Vom Schlossberg bot sich an Silvester ein großartiger, ungetrübter Blick übers Feuerwerk. Der Himmel war klar, der Regen setzte später ein.
Vom Schlossberg bot sich an Silvester ein großartiger, ungetrübter Blick übers Feuerwerk. Der Himmel war klar, der Regen setzte später ein. FOTO: Sebastian Dingler
Homburg. Impressionen vom Jahreswechsel: An die zehn Grad reichte um Mitternacht das Thermometer am Schlossberg, als das große Feuerwerk in der Stadt begann. Ein junger Mann spazierte gar im T-Shirt über die Straße.

Es gibt Jahreswechsel, an denen gar nichts Besonderes passiert und die aus diesem Grund nicht besonders in Erinnerung bleiben. Dann gibt es solche, an denen viel Schnee liegt, es besonders kalt ist oder ein Eisregen die Fahrbahnen in spiegelglatte Rutschflächen verwandelt. An diesen Silvesterabend  werden sich die Menschen im Saarpfalz-Kreis jedoch als einen Jahreswechsel  ohne jegliches Winterwetter erinnern. An die zehn Grad reichte um Mitternacht das Thermometer am Schlossberg, als das große Feuerwerk in der Stadt begann. Ein junger Mann spazierte gar im T-Shirt über die Straße. Zum Glück machte der vorher angekündigte Regen bis dahin noch Pause, so dass die etwa 300 Besucher optimale Bedingungen vorfanden: Trocken, warm und ungetrübte Sicht auf die Stadt.

Nur nach einer „echten Silvesternacht“ fühlte sich das irgendwie nicht an. Der Homburger Dominik Marx hatte zum ersten Mal zum Jahreswechsel den Weg auf den Schlossberg gefunden. „Wegen der Aussicht lohnt es sich, hier hochzufahren. Das ist super, auch wenn es ein bisschen windig ist“, meinte der 28-Jährige, der sich die „klassischen“ Vorsätze fürs neuen Jahr vorgenommen hat: „Aufhören zu rauchen, abnehmen, mehr Sport treiben“ lauteten diese.

Dem wollte sich Thomas Gisch nicht anschließen. Für ihn war das alte Jahr gut gelaufen, so dass seiner Meinung nach alles wie gehabt weiterlaufen könne.
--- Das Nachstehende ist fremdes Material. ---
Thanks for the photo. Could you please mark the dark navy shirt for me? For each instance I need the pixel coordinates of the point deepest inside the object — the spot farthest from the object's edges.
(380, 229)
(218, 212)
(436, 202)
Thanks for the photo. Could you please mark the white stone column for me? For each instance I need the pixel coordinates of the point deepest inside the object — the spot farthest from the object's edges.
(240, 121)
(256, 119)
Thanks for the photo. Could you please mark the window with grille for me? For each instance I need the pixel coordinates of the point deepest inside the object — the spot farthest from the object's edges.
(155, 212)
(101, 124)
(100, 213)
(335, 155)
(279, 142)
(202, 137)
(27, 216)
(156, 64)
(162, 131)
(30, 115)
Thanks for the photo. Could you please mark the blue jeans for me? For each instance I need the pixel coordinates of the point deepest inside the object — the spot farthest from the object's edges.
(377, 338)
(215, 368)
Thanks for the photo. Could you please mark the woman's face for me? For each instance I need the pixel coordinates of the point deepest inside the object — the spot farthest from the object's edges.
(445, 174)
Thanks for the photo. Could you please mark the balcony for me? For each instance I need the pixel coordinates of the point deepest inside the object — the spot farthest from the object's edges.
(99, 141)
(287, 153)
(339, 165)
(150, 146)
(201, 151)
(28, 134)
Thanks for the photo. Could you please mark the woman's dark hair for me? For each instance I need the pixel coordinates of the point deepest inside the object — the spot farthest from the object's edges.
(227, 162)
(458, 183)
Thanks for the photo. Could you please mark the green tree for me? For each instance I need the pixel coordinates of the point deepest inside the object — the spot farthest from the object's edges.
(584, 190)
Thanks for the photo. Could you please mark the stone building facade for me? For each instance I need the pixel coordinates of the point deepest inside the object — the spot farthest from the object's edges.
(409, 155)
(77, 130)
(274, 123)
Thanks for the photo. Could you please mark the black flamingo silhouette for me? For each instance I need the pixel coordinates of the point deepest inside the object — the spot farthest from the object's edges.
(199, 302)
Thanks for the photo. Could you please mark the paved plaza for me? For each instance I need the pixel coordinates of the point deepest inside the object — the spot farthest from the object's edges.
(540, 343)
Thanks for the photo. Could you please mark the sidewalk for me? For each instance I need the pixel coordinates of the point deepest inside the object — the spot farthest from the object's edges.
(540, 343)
Er war zum ersten Mal seit Kindheitstagen wieder auf dem Schlossberg und meinte: „Das hat sich gelohnt, das macht schon was her hier oben.“ Nach eigener Aussage „glücklich ins neue Jahr reingekommen“ war Günay Bozkurt aus Homburg, der Arm in Arm mit seiner Partnerin auf die Stadt schaute. Auch er war das erste Mal auf dem Schlossberg und lobte die tolle Aussicht.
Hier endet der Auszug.